The Bombing of Guernica, 1937
- April 26, 2017 12:12
It would have been market day eighty years ago today in the small Basque town of Guernica when it was bombed by the German Luftwaffe and the Italian Aeronautica Militare. It was the first deliberate targeting of civilians by a military air force in the history of the world.
The number of dead was probably around 300 with scores of people, and as Picasso reminded us, animals, horribly injured, and the town destroyed. Within three months Pablo Picasso made a monumental work that continues to haunt us today.
Picasso’s painting, while under the protection of the Museum of Modern Art, New York, captured the imagination of Howard Daum.

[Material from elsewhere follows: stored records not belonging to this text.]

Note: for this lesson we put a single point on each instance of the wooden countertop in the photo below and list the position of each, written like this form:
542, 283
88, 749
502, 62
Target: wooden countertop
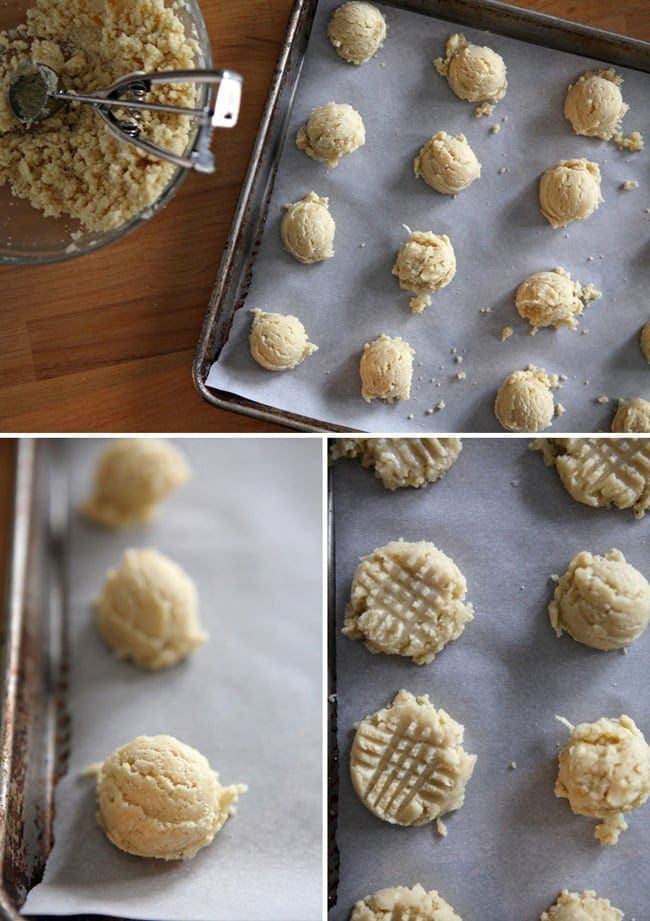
105, 343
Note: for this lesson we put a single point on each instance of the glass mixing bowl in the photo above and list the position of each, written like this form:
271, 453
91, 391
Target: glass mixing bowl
27, 237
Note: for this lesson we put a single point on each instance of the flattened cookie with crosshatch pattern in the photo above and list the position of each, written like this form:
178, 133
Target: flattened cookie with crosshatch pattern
407, 599
602, 472
400, 462
408, 765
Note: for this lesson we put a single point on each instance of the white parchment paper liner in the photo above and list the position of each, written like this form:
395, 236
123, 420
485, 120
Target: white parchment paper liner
247, 528
508, 524
495, 226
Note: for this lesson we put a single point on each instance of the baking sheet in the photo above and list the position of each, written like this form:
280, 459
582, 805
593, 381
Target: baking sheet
508, 523
496, 228
247, 528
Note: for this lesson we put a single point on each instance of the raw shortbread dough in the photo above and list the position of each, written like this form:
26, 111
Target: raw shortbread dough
407, 599
447, 163
572, 906
148, 610
400, 462
357, 31
278, 342
132, 477
632, 416
569, 191
552, 299
594, 104
426, 262
307, 229
524, 401
386, 369
332, 131
403, 904
604, 772
601, 601
408, 764
601, 472
474, 73
159, 798
644, 342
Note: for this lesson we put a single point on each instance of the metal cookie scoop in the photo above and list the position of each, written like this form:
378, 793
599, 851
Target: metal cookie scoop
36, 92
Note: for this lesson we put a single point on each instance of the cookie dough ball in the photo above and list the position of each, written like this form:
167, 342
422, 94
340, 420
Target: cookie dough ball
333, 131
386, 370
429, 745
407, 599
278, 341
132, 477
645, 342
524, 401
604, 772
571, 906
307, 229
552, 299
400, 462
594, 104
159, 798
569, 191
147, 611
400, 902
357, 31
474, 73
632, 416
426, 262
601, 601
446, 163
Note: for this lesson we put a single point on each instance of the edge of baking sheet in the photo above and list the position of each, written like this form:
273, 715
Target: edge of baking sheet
244, 238
34, 728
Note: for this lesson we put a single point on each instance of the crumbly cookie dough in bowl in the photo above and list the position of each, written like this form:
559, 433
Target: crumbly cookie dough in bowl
67, 186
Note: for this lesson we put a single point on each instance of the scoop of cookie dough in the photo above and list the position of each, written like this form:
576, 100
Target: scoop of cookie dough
434, 766
524, 400
552, 299
307, 229
401, 903
594, 104
407, 599
278, 341
474, 73
357, 31
332, 131
148, 610
426, 262
601, 472
644, 342
632, 416
386, 369
569, 191
601, 601
446, 163
400, 462
159, 798
604, 772
571, 906
132, 477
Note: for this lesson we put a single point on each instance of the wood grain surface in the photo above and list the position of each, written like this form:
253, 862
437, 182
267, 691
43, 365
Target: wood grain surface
105, 343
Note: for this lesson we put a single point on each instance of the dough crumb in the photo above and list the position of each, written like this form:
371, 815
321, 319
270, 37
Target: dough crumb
278, 342
357, 31
332, 131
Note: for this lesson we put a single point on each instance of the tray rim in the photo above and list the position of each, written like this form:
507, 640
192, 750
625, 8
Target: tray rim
273, 127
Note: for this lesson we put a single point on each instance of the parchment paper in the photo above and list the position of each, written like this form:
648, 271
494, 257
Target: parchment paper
247, 528
495, 226
513, 846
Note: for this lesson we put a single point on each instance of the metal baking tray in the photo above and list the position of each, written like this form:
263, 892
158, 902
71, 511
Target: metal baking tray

In the 1940s when Daum attended Atelier 17, the New York workshop of Stanley William Hayter, he of course learned of Hayter’s friendship and professional association with Picasso. Hayter’s own engraving Combat, 1936, also referenced the Spanish Civil War, but pre-dates the bombing of Guernica. The copper plate for that print was one of the few items that Hayter brought with him in 1940 when he left Paris for New York.
Howard Daum’s version, Combat, 1947, is a tour-de-force of Atelier 17 techniques. At 14 x 18 inches it is a very large intaglio made in at least three states. Daum’s Combat follows in the Hayter/Picasso legacy of iconic anti-war compositions with a masterful Post-World-War II image.